PDF(Pubmed)
Abstract:
Background and rationale: Attenuated Salmonella typhimurium VNP20009 has been used to treat tumor-bearing mice and entered phase I clinical trials. However, its mild anticancer effect in clinical trials may be related to insufficient bacterial colonization and notable adverse effects with increasing dosages. Guanosine 5\'-diphosphate-3\'-diphosphate (ppGpp) synthesis-deficient Salmonella is an attenuated strain with good biosafety and anticancer efficacy that has been widely investigated in various solid cancers in preclinical studies. Integration of the advantages of these two strains may provide a new solution for oncolytic bacterial therapy.
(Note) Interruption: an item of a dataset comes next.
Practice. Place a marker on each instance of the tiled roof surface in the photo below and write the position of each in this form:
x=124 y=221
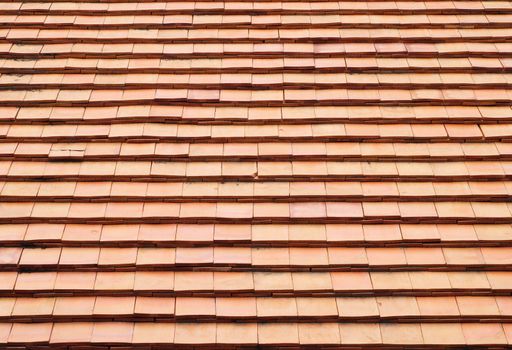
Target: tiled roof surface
x=256 y=173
Methods: We incorporated the features of ΔppGpp into VNP20009 and obtained the HCS1 strain by deleting relA and spoT, and then assessed its cytotoxicity in vitro and antitumor activities in vivo. Results: In vitro experiments revealed that the invasiveness and cytotoxicity of HCS1 to cancer cells were significantly lower than those of the VNP20009. Additionally, tumor-bearing mice showed robust cancer suppression when treated with different doses of HCS1 intravenously, and the survival time and cured mice were dramatically increased. Furthermore, HCS1 can increase the levels of pro-inflammatory cytokines in tumor tissues and relieve the immunosuppression in the tumor microenvironments. It can also recruit abundant immune cells into tumor tissues, thereby increasing immune activation responses. Conclusion: The newly engineered Salmonella HCS1 strain manifests high prospects for cancer therapeutics and is a promising option for future clinical cancer immunotherapy.
摘要:
背景和原理:减毒鼠伤寒沙门氏菌VNP20009已用于治疗荷瘤小鼠并进入I期临床试验。然而,在临床试验中,其温和的抗癌作用可能与细菌定植不足以及随着剂量增加而产生的明显不良反应有关。鸟苷5'-二磷酸-3'-二磷酸(ppGpp)合成缺陷型沙门氏菌是一种具有良好生物安全性和抗癌功效的减毒菌株,已在临床前研究中广泛用于各种实体癌中。这两种菌株优势的整合可能为溶瘤细菌治疗提供新的解决方案。方法:我们将ΔppGpp的特征整合到VNP20009中,并通过删除relA和spot获得HCS1菌株,然后评估其体外细胞毒性和体内抗肿瘤活性。结果:体外实验表明,HCS1对癌细胞的侵袭力和细胞毒性明显低于VNP20009。此外,用不同剂量的HCS1静脉注射治疗时,荷瘤小鼠显示出强大的癌症抑制作用,存活时间和治愈的小鼠显著增加。此外,HCS1可以提高肿瘤组织中促炎细胞因子的水平,缓解肿瘤微环境中的免疫抑制。它还可以招募丰富的免疫细胞进入肿瘤组织,从而增加免疫激活反应。结论:新设计的沙门氏菌HCS1菌株具有很高的癌症治疗前景,是未来临床癌症免疫治疗的有希望的选择。